Behind the lower trunk, behind a meter of heart-solid wood, I waited, just as any demi would wait, calculating, triangulating as Henslom moved from ninety-one point three meters south southwest to eighty-one point five meters
west south west. His breath rasped through his enlarged pharynx, as his crude selfnet revved his metabolism.
“You're still a poor excuse for a soldier, Majer,” I called. “Even if you had all your fingers.”
A jay chittered in the pines beyond the meleysen grove, and the slugger flicked that way.
RRRRRRRRrrrrrrrr … .
The roar and the stream of composite left feathers, silver-blue, drifting down with pine branch fragments. Henslom moved to seventy-five point four meters south of where I was. His squad followed, dragged by the commands over his repeater.
“They'll all be in range before long,” Gisel pulsed from southeast of where I waited behind the meleysen grove, trying to ignore the sickly orangish scent that dropped around me.
“How close are they to those vorpals?”
“We're all only about half a klick.” A pause followed. “I'd rather not …”
“Take out one or two of the marcybs on your side—with a lot of blood. Then get out of there. Let the vorpals find them.”
“That's hard on the vorpals.”
“They'll survive.”
A handful of shots echoed to the south and east of me.
Then the marcybs' sluggers roared again, and pine needles carpeted the paths that Henslom's squads had blown through the pinons.
“Gisel?” I pulsed, waiting for a lagged response.
“Fine. Just being careful.”
“Get out of there.”
“Almost clear.” A pause followed. “I'm over the ridge, and I'm moving, ser. So are the vorpals.”
“Henslom, you're going to lose every last one of your marcybs, and you're going to die here on Old Earth.”
Another blast truncated a pair of piñons, and more silver-blue feathers floated down with the green needles.
Henslom turned north, until he was almost looking at the grove where I waited, his slugthrower traversing a narrow arc.
The scent of piñon drifted on the wind to me, and so did the hint of blood, a hint of blood that would travel farther downwind to the vorpals.
“Berkin? Can you wound a couple over there—without getting seen?”
“Easy.”
“Do it.”
Another few shots rang out, and Henslom's head swiveled west.
I could sense the ferity of the vorpals, and much as I would have liked to see Henslom's reaction, I slowly eased back and then east.
“Another volley, Berkin.”
“You've got it, Coordinator.”
Henslom swiveled toward the west. I slipped over a ridge line and began to run. “Draw back! Now! Regroup at the dropout point, and watch out for vorpals.”
“Stet.”
“Stet.”
We didn't have to worry. Drawn by the commotion and the scent and feel of blood, the vorpals slipped silently from their lair beyond the snye and surged downhill toward the unknowing cybs, much more willing to take on cybs than demis.
For a time, there were only the sounds of the wind and muted bootsteps on hard ground.
Then, an unwary marcyb went down with her throat slashed by the sharp incisors, even before her body could react. Two others went down before the sluggers roared again.
“Get them! Fire at will!” snapped Henslom.
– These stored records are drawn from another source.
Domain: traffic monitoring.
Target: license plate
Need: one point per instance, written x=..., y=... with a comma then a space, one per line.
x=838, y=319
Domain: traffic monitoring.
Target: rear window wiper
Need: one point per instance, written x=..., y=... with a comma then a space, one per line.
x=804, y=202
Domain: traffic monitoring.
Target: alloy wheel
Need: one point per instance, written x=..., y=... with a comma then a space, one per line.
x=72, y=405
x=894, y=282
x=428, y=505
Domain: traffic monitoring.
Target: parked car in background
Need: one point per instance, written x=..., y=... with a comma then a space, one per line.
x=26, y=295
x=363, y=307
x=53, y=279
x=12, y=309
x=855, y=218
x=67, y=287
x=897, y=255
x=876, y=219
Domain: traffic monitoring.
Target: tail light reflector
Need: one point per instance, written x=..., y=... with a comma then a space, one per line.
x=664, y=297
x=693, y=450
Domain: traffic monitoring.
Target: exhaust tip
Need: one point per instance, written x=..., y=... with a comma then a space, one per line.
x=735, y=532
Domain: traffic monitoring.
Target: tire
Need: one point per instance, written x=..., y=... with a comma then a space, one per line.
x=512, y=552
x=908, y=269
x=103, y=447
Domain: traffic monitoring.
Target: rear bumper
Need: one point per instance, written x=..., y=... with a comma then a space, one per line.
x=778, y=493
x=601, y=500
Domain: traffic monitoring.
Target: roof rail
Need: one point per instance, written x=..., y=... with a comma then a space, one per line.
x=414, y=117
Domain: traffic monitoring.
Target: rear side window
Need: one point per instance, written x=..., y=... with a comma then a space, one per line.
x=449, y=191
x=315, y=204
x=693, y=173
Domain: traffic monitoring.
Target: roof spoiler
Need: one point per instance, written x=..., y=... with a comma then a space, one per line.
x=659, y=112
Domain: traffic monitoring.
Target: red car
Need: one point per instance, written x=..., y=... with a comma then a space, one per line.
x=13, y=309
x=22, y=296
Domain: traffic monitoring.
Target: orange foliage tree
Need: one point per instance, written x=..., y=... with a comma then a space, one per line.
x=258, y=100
Slugthrowers rumbled in panic, and marcybs went down, but not the vorpals, which dodged through the cedars and the piñons faster than the cybs' reflexes could react.
“Keep pulling back,” I ordered. “We'll wait.”
Cherle was almost awake when I got there.
I took his repeater from him, used it again to put his squad in combat sleep, and took the time to tie him up thoroughly. Then we waited.
Before too long, the pines, the cedars were silent again, except for the cold north wind and too many disgusting sounds from the vorpals. I would have liked to have seen Henslom's face, but it wasn't worth the risk.
Gisel and his squad joined me, and we hiked a circular route back to the pickup point where Borin picked up the dozen of us, six dazed marcybs, and subleader Cherle.